Search

GOOD MATHEMATICIANS TURN OUT TO BE LEADERS

In a past blog, I made a remark on the qualities I observed in high school students who are proficient in maths. Hidden qualities in maths high school students. In this blog, after a chat with a friend online about the benefits of mathematics to Nigerian society: “Maths is only for the pleasure of solving abstract problems,” he argued, I was tempted to write that aside from solving problems, mathematicians who delve into other fields of human endeavor, turn out to be leaders in those fields.

I do not know why it is so, that great men like Albert Einstein, Isaac Newton, Charles Darwin, Galileo and other notable men in the field of inventions learnt maths first before mastering their chosen fields of physics, biology and etcetera, but I have noticed that it is so.
I sometimes think that it is because maths is as old as the world itself. The Babylonians were good in maths, and I read somewhere, in a textbook while in the university, (about ten years ago), that mathematics started, modern mathematics, from Babylon. Maths, especially algebra, was a prerequisite in ancient Greece as well as Rome.

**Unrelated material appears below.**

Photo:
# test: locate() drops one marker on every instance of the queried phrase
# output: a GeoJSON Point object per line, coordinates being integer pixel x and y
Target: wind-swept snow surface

If you take a stroll along Otigba Street, Ikeja, in the hot afternoon, you will see one of the high achievements of maths and mathematical innovation on display: the computer and mobile phones. The computer industry, that started from the abacus machine, is the reason behind why men go to space today and why we can surf the Internet. It is also the reason why we can communicate today, your reading my blog on a screen, without reading it on paper and your ability to do business in any country or clime irrespective of the currency.

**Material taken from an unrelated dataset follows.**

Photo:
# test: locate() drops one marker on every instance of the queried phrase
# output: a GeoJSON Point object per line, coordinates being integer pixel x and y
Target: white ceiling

And talking about money, every measurement involves maths, be it in the field of social science, pure sciences or arts, you must have a knowledge of maths to do any measurement at all. I wish someone would tell me what system the Igbo were using before the decimal system came but I believe that the limitations of tallying that they must have relied upon would not involve their counting nothing much more than hundred or a so tubers of yam. Today, they can count thousands of goods on containers coming from asia; no pun intended, I am igbo myself.

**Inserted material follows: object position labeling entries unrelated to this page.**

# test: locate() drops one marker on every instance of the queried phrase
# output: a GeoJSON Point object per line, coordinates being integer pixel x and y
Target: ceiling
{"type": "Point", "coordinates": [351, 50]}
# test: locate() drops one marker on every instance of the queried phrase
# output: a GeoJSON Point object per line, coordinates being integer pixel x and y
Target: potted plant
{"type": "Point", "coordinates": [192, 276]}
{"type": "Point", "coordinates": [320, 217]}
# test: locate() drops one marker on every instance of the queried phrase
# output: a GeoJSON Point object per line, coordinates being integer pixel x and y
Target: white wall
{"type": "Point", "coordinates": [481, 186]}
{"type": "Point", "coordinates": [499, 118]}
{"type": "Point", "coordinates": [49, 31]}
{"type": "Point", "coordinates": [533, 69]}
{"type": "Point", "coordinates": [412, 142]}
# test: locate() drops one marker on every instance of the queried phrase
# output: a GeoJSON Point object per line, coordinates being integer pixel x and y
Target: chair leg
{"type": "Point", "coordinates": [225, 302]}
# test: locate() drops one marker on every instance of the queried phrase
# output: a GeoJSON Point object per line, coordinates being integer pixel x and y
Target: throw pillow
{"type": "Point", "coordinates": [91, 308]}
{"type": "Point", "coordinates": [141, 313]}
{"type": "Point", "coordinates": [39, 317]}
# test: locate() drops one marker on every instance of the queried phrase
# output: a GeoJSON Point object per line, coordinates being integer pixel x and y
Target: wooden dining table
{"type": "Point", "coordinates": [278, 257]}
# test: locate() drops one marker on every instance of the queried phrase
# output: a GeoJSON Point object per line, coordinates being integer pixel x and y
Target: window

So why is maths education looked down upon in this country? I really can’t answer that question. If no one thinks it’s a social problem, I think it is. We’ll never get to develop scientifically if we do not emphasis maths education in this country. By the way, University of Nigeria, Nsukka, of which I am a graduate, is a good example of the denigration of maths and mathematics education. People used to feel sorry for people in the maths and statistics department that they do not have much options in the job market. I do not think so now; but I wonder why that feeling was well imbibed in youths at that time? I wish we could invest more in maths and maths literacy, just the like that the makers of cowbell milk in Nigeria, Promasidor Nigeria Limited, are doing, sponsoring maths competition and employing them in the banking industry. Unfortunately, I couldn't find the company website on the web. It would be a helluva surprise the day I’d see a job advert that states maths is required for employment in the banking industry.